The reason assassination doesn't work is because the public-facing people people are figureheads while the puppetmasters behind the show like Soros, Schwab, etc. are a decentralized and leaderless network. Kill a president or prime minister, Soros finds a new guy. Kill Soros, the rest of his group takes over his territory and does the same thing. Now while I do think based on my theory of history that there are "conductors" of these movements necessary to move the lesser figures to action (much as Trump, regardless of his failings, would be one for anti-globalism), the only place you could ever take them out all at once is in the gallows at the next Nuremberg Trials.

If you had to win by violence that didn't involve a major war, you'd have to build a counter movement within the centers of power (academia, NGOs, bureaucracies, and yes, elections) that would turn the lesser elite to your own faction and let you systemically purge the Finks and Soroses and Schwabs of the world either by arrest, forced retirement, or "suicide". That option stopped being viable after 2016 since Trump was probably the last person in the position to do so, and he had a far worse battle than someone back 30-40 years ago would have. The other alternative is "just build your own global system bro" which is literally impossible since they'll just kick it over the minute you pose a real threat just like they have since the fucking 1800s (arguably the 1500s when the Welsers, Fuggers, etc. financed the expansion of the Spanish Empire and the slave trade). Colonialism/neocolonialism aren't just commie buzzwords, they are very real phenomena which were/are meant to destroy nations that try and remain outside the globalist-controlled market.


----------



## Ewan McGregor (Nov 13, 2022)

Save the Loli said:


> The reason assassination doesn't work is because the public-facing people people are figureheads while the puppetmasters behind the show like Soros, Schwab, etc. are a decentralized and leaderless network. Kill a president or prime minister, Soros finds a new guy. Kill Soros, the rest of his group takes over his territory and does the same thing. Now while I do think based on my theory of history that there are "conductors" of these movements necessary to move the lesser figures to action (much as Trump, regardless of his failings, would be one for anti-globalism), the only place you could ever take them out all at once is in the gallows at the next Nuremberg Trials.
> 
> If you had to win by violence that didn't involve a major war, you'd have to build a counter movement within the centers of power (academia, NGOs, bureaucracies, and yes, elections) that would turn the lesser elite to your own faction and let you systemically purge the Finks and Soroses and Schwabs of the world either by arrest, forced retirement, or "suicide". That option stopped being viable after 2016 since Trump was probably the last person in the position to do so, and he had a far worse battle than someone back 30-40 years ago would have. The other alternative is "just build your own global system bro" which is literally impossible since they'll just kick it over the minute you pose a real threat just like they have since the fucking 1800s (arguably the 1500s when the Welsers, Fuggers, etc. financed the expansion of the Spanish Empire and the slave trade). Colonialism/neocolonialism aren't just commie buzzwords, they are very real phenomena which were/are meant to destroy nations that try and remain outside the globalist-controlled market.

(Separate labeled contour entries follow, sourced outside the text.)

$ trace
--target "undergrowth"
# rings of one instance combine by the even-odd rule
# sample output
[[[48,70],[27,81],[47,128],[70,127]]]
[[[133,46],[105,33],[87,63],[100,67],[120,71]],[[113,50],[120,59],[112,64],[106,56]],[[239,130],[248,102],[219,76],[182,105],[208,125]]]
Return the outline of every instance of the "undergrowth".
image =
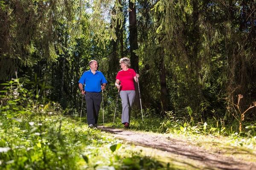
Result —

To be fairly honest with you, I'm kind of worried when I doompost because I have read all those kids manifestos and, particularly the last one, makes me thing that they have overdosed on internet doomposts and concluded that violence is the only solution. Then they go out and kill people at random which makes me think that they just wanted to kill people and took internet politisperg as an excuse, but this sort of thing, apart from the loss of human life, really, really harms whatever is left of free public conversation.

I think it is obscene that a certain amount of young white men seem to be attracted towards this sort of thing instead of leading productive lives, political and otherwise, and makes me think we have misunderstood muslim terrorists and their motives for far too long. In any case, youth violence is a direct consequence of a youth that is essentially hopeless and spiritually dead, and if I was a zoomer, which thankfully I am not, I don't know why wouldn't I be.

But the truth remains there is no political option for the same reason there is no revolutionary option, there is simply a huge imbalance of power. I am not intending to discuss Lenin and the 1917 revolution and Kerensky and whether of not revolutionary means are justified sometimes.

My own personal policy is that of passive resistance, I don't vote nor I participate in a process that I consider illegitimate. And ultimately the power they have have been given to them by the collective choice people have made of believing their lies and backing their authority in some way or another. They all know this to be true to some extent and continue to do so.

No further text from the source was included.